The idea is to count the pairs $(g,\omega)$ where $g\in G, \omega\in \Omega$, and $g\omega = \omega$, i.e. the pairs (group element, element of $\Omega$ fixed by this group element), in two different ways. $\mathrm{fix}_{\Omega}(g)$ is notation for the set of elements of $\Omega$ fixed by a particular group element $g$. Here are the two ways of counting involved in the proof:

Way number 1: sum over the elements of the set $\Omega$; organize these elements by orbit to clean up the sum.

When we fix $\omega\in \Omega$, the set of group elements fixing $\omega$ is $\omega$'s stabilizer.

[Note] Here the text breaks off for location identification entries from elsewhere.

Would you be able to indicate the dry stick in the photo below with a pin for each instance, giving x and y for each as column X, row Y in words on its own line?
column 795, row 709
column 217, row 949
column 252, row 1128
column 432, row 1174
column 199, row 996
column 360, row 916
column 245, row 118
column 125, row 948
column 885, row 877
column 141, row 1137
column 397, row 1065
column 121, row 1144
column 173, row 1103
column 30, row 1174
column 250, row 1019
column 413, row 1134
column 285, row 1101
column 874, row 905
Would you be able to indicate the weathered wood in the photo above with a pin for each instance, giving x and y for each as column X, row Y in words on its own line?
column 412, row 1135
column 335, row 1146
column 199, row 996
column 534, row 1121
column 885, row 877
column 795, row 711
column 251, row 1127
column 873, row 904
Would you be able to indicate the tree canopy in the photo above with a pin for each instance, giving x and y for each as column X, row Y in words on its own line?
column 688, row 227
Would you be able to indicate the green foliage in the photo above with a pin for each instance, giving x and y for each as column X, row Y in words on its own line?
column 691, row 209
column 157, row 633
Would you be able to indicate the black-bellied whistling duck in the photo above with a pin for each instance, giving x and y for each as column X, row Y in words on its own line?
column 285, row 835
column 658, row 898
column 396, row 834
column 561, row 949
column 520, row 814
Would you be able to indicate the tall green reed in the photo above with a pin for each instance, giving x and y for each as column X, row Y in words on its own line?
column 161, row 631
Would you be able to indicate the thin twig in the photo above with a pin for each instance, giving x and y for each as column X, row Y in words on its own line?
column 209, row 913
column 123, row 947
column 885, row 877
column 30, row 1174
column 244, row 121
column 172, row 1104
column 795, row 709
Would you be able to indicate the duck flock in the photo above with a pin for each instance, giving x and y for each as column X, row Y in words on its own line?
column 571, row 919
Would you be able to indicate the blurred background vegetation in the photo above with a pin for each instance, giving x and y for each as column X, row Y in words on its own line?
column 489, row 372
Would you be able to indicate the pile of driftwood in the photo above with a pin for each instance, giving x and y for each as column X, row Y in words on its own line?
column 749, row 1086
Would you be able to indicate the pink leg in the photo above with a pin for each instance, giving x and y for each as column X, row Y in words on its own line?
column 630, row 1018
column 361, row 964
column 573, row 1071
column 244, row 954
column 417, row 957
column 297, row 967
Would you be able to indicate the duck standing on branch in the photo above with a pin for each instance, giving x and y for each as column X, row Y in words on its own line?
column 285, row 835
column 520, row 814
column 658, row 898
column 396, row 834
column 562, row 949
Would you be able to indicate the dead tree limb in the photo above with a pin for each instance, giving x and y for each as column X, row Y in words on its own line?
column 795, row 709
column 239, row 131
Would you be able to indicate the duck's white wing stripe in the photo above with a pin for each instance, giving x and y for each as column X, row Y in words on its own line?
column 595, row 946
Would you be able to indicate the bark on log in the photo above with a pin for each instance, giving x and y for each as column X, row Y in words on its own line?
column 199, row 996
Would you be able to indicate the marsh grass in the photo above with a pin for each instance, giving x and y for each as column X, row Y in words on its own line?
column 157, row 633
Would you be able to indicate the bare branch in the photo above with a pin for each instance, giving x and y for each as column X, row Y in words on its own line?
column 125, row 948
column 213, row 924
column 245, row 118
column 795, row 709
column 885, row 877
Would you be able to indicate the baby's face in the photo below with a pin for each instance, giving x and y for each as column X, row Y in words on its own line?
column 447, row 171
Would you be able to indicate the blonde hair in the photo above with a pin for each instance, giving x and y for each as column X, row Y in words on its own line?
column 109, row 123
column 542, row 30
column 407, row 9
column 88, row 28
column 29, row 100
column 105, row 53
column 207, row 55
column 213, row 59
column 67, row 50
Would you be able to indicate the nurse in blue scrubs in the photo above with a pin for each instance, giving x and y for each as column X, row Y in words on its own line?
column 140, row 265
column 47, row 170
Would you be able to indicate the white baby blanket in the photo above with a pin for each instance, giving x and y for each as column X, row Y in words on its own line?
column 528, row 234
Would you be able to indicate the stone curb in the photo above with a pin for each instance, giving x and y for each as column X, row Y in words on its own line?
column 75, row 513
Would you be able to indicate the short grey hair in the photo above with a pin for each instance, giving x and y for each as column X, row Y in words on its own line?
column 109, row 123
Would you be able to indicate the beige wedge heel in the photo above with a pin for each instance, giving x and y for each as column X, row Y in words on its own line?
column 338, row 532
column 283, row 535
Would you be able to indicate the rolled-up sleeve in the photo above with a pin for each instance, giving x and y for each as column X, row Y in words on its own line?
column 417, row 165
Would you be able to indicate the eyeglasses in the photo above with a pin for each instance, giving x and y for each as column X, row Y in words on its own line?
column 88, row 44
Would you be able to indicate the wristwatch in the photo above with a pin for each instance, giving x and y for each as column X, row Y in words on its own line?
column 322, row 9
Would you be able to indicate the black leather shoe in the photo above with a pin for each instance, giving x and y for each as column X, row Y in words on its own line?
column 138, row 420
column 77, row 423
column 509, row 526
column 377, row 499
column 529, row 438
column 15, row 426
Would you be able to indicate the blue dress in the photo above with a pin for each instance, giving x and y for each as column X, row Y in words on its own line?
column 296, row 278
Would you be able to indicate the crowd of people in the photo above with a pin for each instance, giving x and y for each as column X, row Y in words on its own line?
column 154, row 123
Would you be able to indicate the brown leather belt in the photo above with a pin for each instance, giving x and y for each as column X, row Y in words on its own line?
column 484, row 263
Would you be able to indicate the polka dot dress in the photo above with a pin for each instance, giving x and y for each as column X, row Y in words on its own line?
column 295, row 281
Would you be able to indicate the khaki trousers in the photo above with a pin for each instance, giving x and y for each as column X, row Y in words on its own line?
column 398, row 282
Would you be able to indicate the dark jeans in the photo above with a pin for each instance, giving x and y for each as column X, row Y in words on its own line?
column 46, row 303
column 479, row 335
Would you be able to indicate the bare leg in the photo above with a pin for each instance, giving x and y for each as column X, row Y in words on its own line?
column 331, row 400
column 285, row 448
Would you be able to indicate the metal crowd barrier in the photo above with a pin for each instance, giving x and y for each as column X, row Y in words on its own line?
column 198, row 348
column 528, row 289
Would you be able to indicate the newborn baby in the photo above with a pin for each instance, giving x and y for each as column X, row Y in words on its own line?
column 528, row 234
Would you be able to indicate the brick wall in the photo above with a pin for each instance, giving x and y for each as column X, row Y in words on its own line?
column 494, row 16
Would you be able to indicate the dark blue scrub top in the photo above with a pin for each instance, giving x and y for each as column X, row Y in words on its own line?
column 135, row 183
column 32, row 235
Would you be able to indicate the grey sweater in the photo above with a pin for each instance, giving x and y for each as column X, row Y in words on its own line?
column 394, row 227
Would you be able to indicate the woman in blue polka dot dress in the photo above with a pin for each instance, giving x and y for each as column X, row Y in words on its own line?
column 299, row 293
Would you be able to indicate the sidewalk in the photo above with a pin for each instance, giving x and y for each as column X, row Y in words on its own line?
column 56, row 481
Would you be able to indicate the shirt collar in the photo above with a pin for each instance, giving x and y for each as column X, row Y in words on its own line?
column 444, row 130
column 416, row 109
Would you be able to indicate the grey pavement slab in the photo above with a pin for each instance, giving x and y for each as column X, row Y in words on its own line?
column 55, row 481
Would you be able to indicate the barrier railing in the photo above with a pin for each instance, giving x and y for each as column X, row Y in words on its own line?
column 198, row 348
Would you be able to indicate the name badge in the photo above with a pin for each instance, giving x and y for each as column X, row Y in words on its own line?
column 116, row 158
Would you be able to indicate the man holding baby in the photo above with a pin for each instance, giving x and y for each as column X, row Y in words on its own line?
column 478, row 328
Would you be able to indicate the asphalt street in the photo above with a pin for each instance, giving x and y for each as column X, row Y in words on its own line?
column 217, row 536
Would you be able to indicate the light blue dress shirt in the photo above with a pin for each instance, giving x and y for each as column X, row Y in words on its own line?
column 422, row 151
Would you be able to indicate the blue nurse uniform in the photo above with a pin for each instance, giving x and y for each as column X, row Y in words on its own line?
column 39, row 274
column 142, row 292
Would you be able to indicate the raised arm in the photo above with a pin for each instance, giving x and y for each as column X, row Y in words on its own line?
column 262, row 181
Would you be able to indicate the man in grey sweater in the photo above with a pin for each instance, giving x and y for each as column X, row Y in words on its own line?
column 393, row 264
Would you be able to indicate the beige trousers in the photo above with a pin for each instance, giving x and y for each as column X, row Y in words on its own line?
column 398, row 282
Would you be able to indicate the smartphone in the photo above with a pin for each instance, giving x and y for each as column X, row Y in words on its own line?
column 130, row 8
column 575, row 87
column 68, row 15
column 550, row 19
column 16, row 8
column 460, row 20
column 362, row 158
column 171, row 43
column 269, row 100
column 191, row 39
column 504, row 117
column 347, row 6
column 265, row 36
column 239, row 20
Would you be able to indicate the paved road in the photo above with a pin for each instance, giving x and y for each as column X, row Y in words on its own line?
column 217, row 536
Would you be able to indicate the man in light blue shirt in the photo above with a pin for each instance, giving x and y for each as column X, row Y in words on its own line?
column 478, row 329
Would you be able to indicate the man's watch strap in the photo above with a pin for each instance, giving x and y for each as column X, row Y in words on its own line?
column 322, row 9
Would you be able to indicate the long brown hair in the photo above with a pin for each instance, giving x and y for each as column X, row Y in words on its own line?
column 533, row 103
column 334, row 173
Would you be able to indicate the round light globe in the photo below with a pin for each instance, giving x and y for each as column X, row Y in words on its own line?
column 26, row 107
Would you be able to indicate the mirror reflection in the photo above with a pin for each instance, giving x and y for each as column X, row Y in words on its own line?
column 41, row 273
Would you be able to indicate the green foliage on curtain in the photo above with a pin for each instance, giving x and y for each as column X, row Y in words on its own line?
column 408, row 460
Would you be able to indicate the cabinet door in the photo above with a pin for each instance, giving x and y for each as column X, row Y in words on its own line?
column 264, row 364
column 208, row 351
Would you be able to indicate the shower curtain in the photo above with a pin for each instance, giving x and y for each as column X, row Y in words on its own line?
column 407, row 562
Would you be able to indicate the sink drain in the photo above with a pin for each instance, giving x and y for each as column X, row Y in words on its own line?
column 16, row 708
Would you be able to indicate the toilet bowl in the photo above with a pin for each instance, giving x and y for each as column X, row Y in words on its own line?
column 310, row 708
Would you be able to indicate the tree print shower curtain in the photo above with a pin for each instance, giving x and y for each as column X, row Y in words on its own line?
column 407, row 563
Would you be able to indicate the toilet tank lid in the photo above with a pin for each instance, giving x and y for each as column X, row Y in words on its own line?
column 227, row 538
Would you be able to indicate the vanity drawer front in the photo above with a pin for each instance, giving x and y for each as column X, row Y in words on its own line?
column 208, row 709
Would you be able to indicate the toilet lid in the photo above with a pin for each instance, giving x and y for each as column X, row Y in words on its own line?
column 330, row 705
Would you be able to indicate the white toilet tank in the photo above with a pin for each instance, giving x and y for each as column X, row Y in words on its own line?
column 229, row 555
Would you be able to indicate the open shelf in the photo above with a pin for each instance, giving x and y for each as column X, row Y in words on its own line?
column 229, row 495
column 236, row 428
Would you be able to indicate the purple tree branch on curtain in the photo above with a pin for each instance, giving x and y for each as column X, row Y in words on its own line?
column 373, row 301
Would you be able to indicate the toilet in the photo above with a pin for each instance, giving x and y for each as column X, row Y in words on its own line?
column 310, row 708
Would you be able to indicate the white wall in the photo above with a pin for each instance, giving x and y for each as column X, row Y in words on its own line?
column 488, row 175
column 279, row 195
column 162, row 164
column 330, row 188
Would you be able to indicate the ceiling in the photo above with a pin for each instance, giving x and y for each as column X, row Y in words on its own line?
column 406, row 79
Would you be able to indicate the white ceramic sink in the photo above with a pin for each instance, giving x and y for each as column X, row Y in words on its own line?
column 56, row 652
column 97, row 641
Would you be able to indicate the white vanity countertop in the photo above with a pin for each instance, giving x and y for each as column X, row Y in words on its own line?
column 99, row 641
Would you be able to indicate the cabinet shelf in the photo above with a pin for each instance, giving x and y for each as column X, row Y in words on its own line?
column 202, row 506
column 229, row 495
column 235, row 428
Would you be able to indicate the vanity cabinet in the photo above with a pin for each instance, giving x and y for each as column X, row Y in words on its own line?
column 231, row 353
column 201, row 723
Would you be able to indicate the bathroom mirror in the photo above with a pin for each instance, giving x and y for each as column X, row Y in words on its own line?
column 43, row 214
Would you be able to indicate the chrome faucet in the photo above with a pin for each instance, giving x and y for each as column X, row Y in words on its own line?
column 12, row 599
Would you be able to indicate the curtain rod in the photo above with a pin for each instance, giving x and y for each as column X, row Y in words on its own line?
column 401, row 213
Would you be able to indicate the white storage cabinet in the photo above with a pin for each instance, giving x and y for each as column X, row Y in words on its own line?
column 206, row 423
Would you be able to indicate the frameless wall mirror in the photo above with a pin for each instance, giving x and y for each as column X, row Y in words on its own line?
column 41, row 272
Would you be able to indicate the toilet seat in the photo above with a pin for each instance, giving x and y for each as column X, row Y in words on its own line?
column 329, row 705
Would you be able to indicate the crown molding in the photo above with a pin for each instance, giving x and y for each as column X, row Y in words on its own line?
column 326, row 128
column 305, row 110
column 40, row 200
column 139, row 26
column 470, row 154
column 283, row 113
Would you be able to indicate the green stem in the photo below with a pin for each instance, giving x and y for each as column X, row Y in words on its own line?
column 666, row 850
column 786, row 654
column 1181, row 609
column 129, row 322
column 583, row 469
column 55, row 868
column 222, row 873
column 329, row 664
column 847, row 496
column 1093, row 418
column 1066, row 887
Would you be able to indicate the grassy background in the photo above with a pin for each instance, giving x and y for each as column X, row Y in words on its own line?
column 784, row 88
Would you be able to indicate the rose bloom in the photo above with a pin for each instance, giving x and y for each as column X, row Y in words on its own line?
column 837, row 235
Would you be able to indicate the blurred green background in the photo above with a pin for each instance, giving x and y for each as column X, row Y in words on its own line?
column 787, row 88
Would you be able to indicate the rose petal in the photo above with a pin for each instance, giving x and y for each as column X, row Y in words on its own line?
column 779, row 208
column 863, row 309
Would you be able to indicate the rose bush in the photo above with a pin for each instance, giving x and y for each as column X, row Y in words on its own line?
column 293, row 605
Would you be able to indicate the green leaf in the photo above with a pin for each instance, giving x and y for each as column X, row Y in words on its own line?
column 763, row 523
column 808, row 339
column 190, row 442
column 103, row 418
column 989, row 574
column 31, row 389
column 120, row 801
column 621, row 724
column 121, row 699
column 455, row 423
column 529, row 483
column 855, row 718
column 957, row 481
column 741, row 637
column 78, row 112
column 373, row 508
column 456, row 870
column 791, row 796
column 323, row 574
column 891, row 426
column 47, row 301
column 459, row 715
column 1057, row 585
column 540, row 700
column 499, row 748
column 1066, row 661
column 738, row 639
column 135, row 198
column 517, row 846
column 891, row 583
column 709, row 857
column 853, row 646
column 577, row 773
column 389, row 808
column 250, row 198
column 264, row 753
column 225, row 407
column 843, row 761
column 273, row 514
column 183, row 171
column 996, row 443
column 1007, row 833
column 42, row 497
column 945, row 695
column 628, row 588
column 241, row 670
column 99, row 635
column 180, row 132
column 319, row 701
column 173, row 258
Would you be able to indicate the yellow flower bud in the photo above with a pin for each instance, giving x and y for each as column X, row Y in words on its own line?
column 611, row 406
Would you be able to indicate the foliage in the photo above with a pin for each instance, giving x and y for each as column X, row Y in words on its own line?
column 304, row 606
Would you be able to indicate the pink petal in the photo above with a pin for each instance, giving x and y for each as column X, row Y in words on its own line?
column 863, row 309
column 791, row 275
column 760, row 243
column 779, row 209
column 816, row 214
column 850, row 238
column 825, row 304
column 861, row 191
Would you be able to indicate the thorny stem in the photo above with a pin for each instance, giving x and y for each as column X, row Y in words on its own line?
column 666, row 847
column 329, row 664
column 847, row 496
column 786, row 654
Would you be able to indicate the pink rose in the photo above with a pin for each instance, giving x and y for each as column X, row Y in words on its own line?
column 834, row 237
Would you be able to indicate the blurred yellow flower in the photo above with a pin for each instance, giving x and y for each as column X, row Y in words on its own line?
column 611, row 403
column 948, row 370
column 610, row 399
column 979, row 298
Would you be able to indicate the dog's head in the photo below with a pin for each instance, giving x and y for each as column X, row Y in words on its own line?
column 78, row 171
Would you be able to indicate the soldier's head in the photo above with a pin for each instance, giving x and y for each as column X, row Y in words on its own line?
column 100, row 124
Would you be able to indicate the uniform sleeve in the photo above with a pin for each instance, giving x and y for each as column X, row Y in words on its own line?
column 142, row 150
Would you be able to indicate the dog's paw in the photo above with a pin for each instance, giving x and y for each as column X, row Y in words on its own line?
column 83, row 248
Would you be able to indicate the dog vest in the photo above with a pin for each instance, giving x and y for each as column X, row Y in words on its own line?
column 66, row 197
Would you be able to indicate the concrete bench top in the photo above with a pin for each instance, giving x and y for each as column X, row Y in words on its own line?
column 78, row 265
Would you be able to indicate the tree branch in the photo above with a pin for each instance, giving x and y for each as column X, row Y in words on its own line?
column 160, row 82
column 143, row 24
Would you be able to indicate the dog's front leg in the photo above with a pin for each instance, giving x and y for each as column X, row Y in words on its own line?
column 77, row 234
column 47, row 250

So the sum looks like

\sum_{\omega\in\Omega} \text{size of}\;\omega\text{'s stabilizer}

It is convenient to break this sum down into orbits:

$\sum_{\omega\in\Delta_1}+\sum_{\omega\in\Delta_2}+\dots+\sum_{\omega\in\Delta_t}$

When it is broken down this way, it becomes possible to conclude that the total is $t|G|$. Can you see why? This is the proof's key step. Also, it's the only point in the proof where the decomposition $\Omega=\Delta_1\cup\Delta_2\cup\dots\cup\Delta_t$ is used.

Way number 2: sum over the elements of the group.

Now the sum looks like

$\sum_{g\in G} \text{number of elements of}\;\Omega\;\text{fixed by}\;g$

But $\mathrm{fix}_{\Omega}(g)$ is just the name for the set of elements of $\Omega$ fixed by $g$, so this sum can be written

$\sum_{g\in G}|\mathrm{fix}_{\Omega}(g)|$

The proof can be completed from here.

Now it seems to me since you asked about it that it is actually true that $\mathrm{fix}_{\Omega}(g)=\mathrm{fix}_{\Delta_1}(g)\cup\dots\cup\mathrm{fix}_{\Delta_t}(g)$, because the left side is the set of all elements of $\Omega$ fixed by $g$, and the right side is the disjoint union of the set of elements fixed by $g$ that are in each individual orbit. But the proof I've outlined here doesn't make use of this.